# Sumarizador Automático de Texto usando Embeddings 
A proposta deste trabalho é desenvolver uma Prova de Conceito no intuito de demonstrar um sumarizador automático de texto capaz de gerar resumos extrativos de documentos usando embeddings para capturar a semântica das frases.
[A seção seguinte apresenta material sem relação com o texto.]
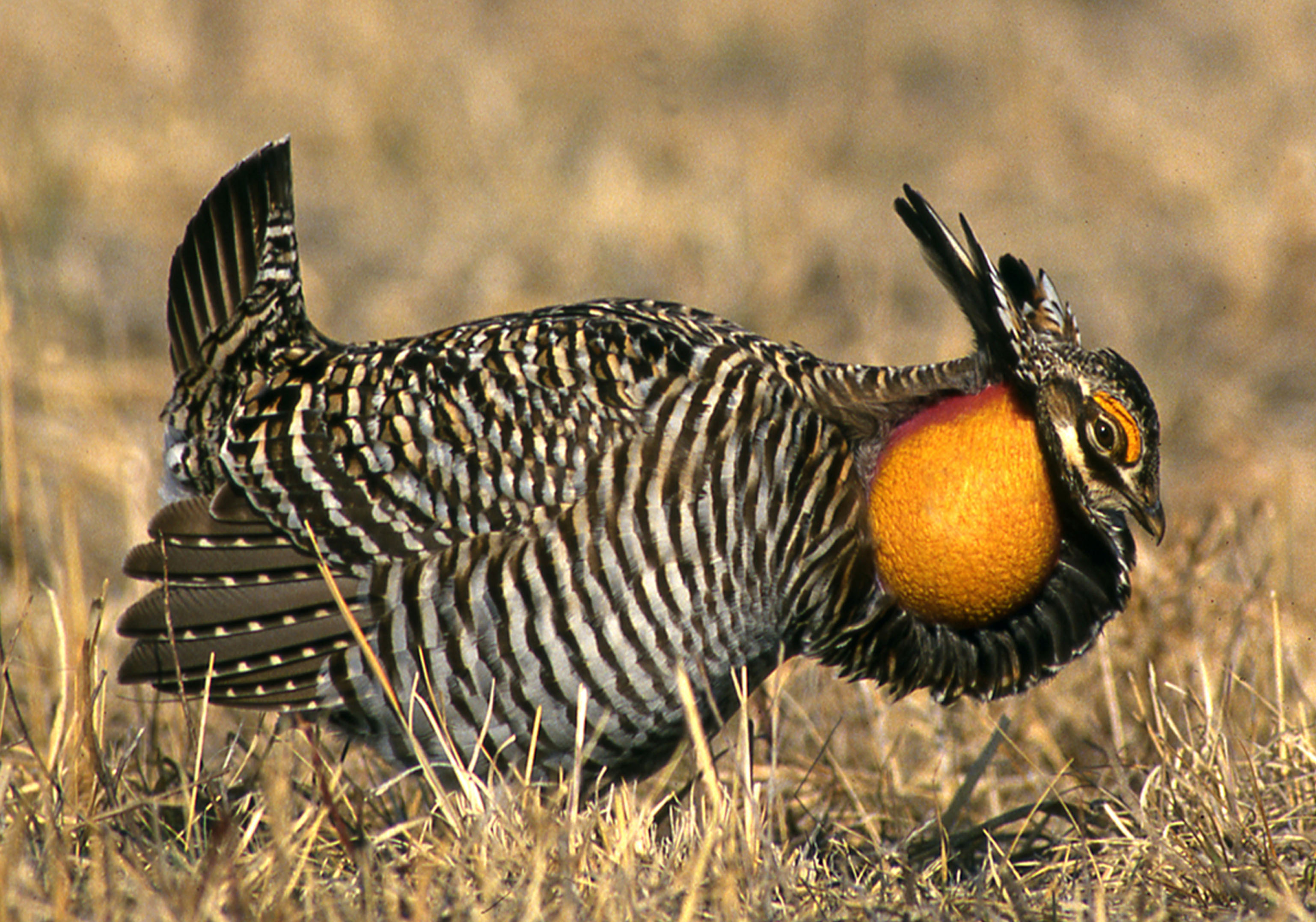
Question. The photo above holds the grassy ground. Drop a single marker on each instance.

Para os testes e avaliação, será utilizado o dataset CNN/DailyMail; ele contém artigos de notícias e seus resumos, e é amplamente utilizado para tarefas de sumarização. 

O pipeline de execução do sumarizador será composto, basicamente, pelas seguintes etapas: 
1. Pré-processar o texto
2. Transformar cada frase do texto em um vetor (embedding); 
3. Aplicar clusterização nesses embeddings para agrupar frases contextualmente similares; 
4. Obter as frases mais representativas de cada cluster; 
5. Compor o resumo extrativo a partir das frases obtidas.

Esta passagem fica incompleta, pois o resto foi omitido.